Dans Titane, Vincent Lindon apparaît donc pour ce qu’il est vraiment, à savoir un gros tas de muscles et de gras désorienté et émouvant. Un bloc de masculinité qui contient à la fois sa farce et sa tragédie. Le pompier du cinéma français est un père endeuillé jusqu’au grotesque, un patriarcal monstrueusement défait et il ne lui reste plus qu’à tenter de s’en remettre. Tout cela est bien sûr outré, hyperbolique à souhait, mais on ne voit pas comment regarder autrement et sérieusement Vincent Lindon qui n’avait plus été aussi bon, regardable et désiré que depuis Les Salauds (2013) de Claire Denis.

 

 

 

 

 

Liquide de refroidissement

 

 

 

 

 

Bon, une fois dit cela, il faut quand même s’en remettre à l’évidence : Titane est un film dont la chair n’est faite à peu près que de cérébralité. Agathe Rousselle n'hésite pas à payer de sa personne, sorte de Vimala Pons en mode brutal et trash, mais ses efforts ne sont au service que d’un cerveau à l’allégorisme plaqué et limité. Les influences avérées comme John Carpenter et David Cronenberg ainsi que les signes de reconnaissance envers les réalisateurs français qui ont compris l’enjeu des greffes du genre comme Bertrand Bonello (qui joue le père d’Alexia) et Claire Denis (une salle de bains entre mauve et turquoise rappelle celle de Nénette et Boni) égaient cinq minutes mais ne suffisent pas. Surtout quand on songe un tant soit peut à la rigueur à la fois frontale et distanciée des premiers ou la manière sensuelle et opaque de la dernière.

 

 

 

Si l’on doit franchement penser à un nom ici, c’est celui de Nicolas Winding Refn.
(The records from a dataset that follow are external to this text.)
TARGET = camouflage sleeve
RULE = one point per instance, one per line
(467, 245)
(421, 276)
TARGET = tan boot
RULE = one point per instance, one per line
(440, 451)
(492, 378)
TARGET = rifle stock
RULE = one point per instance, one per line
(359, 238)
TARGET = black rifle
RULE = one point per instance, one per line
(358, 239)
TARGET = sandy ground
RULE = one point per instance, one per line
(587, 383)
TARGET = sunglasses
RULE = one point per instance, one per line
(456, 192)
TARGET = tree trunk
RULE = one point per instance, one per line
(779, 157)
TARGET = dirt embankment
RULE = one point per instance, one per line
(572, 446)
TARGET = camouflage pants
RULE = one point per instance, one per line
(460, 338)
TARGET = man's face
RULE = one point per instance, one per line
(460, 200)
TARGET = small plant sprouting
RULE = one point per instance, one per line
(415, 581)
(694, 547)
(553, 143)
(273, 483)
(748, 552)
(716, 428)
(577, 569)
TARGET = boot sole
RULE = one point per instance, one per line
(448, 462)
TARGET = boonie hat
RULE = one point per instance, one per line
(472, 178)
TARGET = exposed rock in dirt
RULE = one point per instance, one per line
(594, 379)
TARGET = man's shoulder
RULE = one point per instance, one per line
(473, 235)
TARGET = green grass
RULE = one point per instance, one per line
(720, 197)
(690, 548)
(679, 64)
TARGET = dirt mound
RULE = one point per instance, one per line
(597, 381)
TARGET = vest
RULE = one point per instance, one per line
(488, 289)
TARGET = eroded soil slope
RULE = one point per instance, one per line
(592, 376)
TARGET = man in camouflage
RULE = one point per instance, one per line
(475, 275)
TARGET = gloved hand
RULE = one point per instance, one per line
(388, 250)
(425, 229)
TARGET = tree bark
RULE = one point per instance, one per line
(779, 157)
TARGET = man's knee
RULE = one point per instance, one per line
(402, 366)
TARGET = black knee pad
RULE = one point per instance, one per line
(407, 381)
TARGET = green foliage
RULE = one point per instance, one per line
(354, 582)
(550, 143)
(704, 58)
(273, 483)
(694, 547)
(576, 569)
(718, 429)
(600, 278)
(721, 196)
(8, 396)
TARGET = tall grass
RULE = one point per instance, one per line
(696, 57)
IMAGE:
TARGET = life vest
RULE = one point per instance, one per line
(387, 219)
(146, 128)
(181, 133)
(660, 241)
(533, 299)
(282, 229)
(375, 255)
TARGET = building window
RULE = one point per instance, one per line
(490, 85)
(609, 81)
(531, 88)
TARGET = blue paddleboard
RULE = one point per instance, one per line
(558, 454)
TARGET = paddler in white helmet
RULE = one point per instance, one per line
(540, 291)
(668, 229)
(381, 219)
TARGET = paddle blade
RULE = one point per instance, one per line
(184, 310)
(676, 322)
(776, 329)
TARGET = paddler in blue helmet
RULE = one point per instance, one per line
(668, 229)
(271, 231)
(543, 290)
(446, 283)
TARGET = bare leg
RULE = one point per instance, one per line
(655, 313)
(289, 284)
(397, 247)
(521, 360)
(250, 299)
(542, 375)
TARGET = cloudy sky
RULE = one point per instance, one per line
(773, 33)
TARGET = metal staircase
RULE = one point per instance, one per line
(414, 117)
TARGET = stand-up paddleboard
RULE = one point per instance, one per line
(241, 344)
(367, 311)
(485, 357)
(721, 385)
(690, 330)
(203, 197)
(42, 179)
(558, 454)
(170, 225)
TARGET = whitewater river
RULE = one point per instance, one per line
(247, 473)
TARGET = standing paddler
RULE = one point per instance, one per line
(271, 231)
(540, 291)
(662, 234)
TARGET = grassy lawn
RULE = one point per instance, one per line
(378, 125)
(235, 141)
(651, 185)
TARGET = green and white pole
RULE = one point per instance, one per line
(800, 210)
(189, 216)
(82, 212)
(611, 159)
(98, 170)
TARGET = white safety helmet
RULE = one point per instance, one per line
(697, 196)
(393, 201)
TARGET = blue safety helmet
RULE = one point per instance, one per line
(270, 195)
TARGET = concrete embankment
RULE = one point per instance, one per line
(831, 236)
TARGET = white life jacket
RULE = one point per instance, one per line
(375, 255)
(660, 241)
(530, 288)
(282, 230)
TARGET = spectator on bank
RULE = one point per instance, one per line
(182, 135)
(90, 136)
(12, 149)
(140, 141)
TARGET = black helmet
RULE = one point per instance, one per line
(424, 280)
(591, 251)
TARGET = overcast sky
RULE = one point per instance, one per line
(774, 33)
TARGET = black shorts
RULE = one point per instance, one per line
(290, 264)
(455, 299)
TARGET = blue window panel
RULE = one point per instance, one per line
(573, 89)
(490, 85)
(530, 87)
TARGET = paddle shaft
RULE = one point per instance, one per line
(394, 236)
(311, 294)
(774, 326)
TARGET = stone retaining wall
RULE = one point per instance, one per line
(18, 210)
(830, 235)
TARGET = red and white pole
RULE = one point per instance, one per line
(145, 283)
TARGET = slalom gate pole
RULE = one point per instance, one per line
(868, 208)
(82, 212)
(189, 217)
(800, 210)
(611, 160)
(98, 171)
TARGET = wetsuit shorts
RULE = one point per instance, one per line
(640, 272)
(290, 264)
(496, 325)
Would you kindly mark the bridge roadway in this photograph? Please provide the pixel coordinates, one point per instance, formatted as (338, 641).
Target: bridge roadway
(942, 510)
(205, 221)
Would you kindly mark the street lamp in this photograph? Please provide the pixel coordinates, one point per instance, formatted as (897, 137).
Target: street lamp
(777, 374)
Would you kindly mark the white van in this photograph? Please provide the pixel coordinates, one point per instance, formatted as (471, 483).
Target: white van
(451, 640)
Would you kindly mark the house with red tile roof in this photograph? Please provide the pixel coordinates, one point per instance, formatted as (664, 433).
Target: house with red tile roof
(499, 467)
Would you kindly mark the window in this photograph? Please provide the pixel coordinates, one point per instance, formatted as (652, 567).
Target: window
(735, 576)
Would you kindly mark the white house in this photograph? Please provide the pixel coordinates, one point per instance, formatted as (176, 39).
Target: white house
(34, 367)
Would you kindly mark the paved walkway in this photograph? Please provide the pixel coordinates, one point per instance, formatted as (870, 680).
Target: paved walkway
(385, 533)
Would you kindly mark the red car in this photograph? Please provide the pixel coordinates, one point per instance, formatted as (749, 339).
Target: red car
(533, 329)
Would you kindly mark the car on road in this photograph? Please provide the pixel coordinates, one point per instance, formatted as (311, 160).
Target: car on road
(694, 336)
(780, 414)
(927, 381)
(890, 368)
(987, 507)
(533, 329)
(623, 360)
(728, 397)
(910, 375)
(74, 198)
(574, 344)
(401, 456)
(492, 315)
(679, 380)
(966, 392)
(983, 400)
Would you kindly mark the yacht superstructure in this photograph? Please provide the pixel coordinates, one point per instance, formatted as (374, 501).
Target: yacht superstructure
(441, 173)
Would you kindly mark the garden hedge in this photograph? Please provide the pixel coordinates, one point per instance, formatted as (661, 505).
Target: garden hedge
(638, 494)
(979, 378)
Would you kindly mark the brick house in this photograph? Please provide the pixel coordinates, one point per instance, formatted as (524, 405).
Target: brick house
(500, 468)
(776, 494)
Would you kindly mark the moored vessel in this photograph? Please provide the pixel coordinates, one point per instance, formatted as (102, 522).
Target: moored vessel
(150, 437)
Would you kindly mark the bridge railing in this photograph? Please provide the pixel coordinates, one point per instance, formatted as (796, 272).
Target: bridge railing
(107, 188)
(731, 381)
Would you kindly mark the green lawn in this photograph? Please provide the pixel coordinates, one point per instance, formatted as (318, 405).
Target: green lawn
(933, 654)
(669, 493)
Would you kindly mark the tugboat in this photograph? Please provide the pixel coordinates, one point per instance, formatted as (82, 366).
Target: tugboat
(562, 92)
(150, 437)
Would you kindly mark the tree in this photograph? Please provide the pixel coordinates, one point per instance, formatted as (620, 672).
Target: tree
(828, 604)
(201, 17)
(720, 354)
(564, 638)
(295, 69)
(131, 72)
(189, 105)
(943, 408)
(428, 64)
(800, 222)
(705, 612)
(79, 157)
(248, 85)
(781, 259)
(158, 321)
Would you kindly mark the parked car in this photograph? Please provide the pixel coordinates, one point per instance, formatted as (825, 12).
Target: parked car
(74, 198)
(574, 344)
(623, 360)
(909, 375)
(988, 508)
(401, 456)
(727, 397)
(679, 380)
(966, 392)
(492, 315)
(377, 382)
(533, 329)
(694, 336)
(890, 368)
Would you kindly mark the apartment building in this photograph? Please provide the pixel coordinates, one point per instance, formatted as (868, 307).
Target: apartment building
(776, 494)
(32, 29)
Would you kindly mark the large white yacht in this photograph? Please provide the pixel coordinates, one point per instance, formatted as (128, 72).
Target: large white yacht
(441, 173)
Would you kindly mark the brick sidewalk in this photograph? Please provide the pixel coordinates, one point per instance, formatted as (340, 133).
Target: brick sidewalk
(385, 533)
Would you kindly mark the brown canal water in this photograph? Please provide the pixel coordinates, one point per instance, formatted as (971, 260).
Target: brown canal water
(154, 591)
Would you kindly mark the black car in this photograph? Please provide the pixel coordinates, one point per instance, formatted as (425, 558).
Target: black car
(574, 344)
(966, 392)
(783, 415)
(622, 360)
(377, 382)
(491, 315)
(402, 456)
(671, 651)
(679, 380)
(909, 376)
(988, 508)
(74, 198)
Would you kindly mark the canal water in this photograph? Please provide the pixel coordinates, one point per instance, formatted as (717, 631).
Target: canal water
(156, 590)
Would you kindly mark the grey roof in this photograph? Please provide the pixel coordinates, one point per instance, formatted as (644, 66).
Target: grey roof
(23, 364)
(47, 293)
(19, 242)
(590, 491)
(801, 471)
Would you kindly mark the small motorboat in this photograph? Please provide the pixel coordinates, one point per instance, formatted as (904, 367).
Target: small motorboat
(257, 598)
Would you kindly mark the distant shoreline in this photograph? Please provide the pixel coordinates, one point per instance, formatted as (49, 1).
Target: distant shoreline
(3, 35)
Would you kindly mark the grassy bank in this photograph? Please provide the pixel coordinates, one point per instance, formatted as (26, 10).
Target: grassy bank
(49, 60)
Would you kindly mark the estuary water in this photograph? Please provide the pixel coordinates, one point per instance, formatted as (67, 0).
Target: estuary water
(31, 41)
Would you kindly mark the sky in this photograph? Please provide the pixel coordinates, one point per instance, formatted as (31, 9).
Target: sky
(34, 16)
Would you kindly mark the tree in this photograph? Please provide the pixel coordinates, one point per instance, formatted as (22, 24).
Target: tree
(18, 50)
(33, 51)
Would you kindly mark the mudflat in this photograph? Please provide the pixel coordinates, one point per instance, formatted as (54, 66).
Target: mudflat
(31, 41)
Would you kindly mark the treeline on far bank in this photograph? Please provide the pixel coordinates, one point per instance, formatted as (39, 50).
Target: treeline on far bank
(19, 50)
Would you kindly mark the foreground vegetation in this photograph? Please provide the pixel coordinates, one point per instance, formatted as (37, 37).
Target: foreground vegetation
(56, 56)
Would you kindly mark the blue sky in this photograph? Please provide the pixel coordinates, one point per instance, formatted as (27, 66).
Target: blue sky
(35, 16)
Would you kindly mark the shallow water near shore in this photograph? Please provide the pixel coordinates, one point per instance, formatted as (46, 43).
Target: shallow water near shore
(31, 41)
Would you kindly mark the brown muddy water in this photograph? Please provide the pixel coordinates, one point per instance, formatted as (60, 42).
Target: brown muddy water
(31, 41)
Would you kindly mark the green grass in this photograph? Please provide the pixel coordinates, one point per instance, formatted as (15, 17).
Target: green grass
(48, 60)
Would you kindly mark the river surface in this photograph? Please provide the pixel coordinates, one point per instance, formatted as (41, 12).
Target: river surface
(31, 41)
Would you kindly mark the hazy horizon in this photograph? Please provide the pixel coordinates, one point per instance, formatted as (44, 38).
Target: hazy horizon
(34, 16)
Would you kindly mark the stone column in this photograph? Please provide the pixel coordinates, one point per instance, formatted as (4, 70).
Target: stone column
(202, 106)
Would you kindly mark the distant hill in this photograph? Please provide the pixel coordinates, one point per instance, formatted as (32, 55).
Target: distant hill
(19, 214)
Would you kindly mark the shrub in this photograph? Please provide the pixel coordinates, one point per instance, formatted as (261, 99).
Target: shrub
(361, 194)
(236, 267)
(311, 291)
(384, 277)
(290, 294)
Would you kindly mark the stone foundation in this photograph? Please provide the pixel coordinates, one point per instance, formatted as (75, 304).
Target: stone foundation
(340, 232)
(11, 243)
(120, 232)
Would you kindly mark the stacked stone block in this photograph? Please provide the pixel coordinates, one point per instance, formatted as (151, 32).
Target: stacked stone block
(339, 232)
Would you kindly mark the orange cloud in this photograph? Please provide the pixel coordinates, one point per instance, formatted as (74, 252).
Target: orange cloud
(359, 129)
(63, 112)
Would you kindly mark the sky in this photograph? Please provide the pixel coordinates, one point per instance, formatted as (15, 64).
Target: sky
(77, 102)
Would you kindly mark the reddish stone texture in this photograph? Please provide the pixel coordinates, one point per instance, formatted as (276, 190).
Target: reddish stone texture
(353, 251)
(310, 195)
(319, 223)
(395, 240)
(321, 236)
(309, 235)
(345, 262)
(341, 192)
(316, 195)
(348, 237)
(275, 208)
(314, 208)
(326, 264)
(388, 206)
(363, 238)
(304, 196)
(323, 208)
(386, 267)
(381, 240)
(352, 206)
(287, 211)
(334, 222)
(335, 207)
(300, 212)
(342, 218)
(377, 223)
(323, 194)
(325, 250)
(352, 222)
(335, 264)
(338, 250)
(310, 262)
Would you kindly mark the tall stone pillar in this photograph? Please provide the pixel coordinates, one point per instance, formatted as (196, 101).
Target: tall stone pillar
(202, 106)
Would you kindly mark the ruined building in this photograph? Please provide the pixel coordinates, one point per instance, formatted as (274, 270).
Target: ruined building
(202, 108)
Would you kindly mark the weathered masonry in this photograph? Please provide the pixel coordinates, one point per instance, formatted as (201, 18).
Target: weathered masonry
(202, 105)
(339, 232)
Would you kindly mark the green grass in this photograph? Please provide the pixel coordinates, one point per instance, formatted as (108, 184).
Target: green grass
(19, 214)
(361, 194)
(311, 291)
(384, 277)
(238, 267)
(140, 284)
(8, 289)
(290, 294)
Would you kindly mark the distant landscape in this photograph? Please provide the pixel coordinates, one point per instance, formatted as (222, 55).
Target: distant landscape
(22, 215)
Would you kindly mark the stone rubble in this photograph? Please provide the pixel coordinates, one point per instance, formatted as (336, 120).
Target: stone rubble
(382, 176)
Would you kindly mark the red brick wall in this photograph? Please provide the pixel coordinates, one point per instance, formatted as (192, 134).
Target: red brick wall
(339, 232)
Chez l’auteur de Drive (2011) et The Neon Demon (2016), les couleurs chaudes sont également refroidies, peinture métallisée à la surface des véhicules dont la rutilance sert d’abord à la promotion vrombissante et publicitaire de leur designer et Julia Ducournau le suit de près.

 

 

 

Les exacerbations de la chair délivrent quoi, alors, sinon des filiations rassurantes et des naissances opportunistes. La cérébralité de Julia Ducournau n'accouche pas de grand-chose de décisif, même en usant et abusant du forceps. Sensualité refroidie par une cérébralité dont les épanchements tiennent du liquide de refroidissement. La prothèse a beau être en titane étincelant, la boîte crânienne sacrifie toute chair sur l'autel du salon de tuning du moment qui est un conformisme des nouveaux stéréotypes couplés aux anciens clichés qui ont la peau dure.